Ruthie - I think we all have moments like this and it is surprising what sets you off.  Enjoy having Boo with you this Xmas, it truly is magical with littlies.

Ange - Congratulations on being approved.  Hope you don't have to wait long for a match.  Have a lovely holiday.

Val - hope you had a good time taking Sunny into work.  I'm taking my girls in today.

Viva - I think most of us after the anxiety beforehand actually enjoy the prep course and home study. 

Sanita - don't try to make it fit if it is not right.  SS would much rather know that you are sure about your decision than feeling that you "should" be doing it.  Hope some more matches materialise soon

Cindy - my two are just hyper about Christmas and I've lost count of how many carrots and mince pies they want to leave out.  Eldest keeps asking if she can stay up late but I have told her that she has to be in bed by a certain time as FC counts all the children's heads to make sure they are there!!

Barbarella - glad to hear things are settling down.  The "blues" are natural so don't worry.  Glad to hear that Bea has made such an impacted on her grandparents.  Have a lovely Xmas.

The girls had their nativity play last week and it was great.  It was hard to think that this would be the eldest's last one at nursery before she starts school.  Have just had to register for an alternative school to the one we wanted as they have cancelled the wrap around care that I need to have in place for her.

On Sunday we took the girls on Thomas the tank and to see Santa.  It felt really weird as it was so warm we were all in summer weight jackets.  They have had their Xmas party this week and broke up yesterday after attending nursery in santa hat and santa hair clips.  

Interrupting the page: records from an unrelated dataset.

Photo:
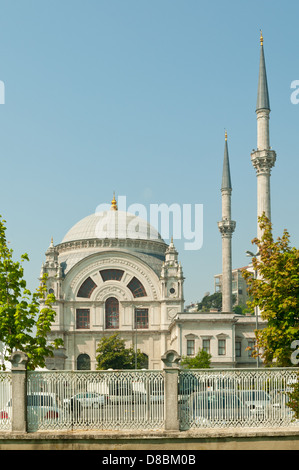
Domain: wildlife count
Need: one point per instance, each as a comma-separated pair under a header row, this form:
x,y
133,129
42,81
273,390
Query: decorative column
x,y
19,362
171,369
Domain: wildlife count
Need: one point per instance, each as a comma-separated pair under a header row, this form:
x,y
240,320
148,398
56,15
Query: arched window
x,y
87,288
83,362
112,313
111,274
136,288
144,363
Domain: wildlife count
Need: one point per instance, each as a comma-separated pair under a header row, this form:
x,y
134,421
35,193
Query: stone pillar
x,y
226,228
171,402
19,362
263,161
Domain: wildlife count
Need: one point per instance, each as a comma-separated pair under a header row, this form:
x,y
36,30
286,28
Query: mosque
x,y
134,286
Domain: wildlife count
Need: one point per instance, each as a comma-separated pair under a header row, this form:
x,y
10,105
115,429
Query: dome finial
x,y
113,203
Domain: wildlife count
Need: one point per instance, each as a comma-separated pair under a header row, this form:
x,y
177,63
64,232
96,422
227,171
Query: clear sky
x,y
134,96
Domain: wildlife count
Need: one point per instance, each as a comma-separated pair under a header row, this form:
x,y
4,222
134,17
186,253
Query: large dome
x,y
112,224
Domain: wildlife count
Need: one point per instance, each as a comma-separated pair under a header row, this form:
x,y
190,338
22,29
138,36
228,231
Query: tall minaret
x,y
263,159
227,228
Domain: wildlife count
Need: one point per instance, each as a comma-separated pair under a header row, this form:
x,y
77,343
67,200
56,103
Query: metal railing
x,y
171,399
95,400
5,401
236,398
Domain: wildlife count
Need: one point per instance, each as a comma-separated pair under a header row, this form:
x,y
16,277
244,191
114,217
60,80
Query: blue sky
x,y
134,96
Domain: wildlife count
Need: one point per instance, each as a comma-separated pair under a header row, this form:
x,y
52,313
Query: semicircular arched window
x,y
112,313
87,288
111,274
83,362
136,288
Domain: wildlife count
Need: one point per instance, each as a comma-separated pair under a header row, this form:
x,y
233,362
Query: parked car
x,y
87,400
40,406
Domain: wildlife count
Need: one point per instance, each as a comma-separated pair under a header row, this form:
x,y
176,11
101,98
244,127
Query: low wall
x,y
163,441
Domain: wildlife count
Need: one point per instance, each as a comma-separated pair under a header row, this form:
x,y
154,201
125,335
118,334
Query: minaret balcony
x,y
226,227
263,161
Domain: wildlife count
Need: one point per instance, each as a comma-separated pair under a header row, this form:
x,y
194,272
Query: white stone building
x,y
119,283
112,272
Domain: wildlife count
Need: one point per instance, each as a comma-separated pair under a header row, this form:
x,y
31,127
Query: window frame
x,y
82,321
111,317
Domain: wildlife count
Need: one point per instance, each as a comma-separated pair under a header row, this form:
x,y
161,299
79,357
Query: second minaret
x,y
226,228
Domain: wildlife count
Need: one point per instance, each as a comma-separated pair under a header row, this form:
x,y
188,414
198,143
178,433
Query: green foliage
x,y
113,354
213,301
242,309
202,360
276,293
20,312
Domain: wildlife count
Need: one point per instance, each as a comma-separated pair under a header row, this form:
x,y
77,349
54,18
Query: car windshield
x,y
255,395
39,400
216,399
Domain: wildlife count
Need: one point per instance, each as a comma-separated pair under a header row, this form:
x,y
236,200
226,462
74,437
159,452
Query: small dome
x,y
112,224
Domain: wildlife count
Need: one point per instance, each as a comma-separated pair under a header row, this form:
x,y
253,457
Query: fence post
x,y
171,402
19,391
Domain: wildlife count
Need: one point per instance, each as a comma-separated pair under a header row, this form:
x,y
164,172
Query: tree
x,y
213,301
202,360
210,301
20,313
275,290
113,354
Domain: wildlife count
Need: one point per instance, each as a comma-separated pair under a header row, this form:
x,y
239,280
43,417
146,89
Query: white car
x,y
41,406
87,400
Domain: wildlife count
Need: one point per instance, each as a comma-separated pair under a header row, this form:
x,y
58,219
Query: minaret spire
x,y
226,227
263,101
263,159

They are so excited about Xmas.  Rich left a message on the phone on Tuesday, pretending to be Santa as they did not believe that he is watching them.  There faces were just a picture!!

Well off to get ready for my day of Xmas prep so I can try and relax at the weekend (as if, I have a mountain of ironing to do!!)

Hope those of you who are waiting will get some good news in the New year.

Merry Xmas Everyone 

Karen x


----------



## Mummyof2

Lots of lovely news on here at the moment.  

Thanks for all your good wishes for us.  We got a Christmas card from our sw and she wrote "see you in the New Year!!".  Dh says not to read anything into that but I can't help but hope that the exclamation marks were her way of saying she had news.  Perhaps I am just clasping at straws.  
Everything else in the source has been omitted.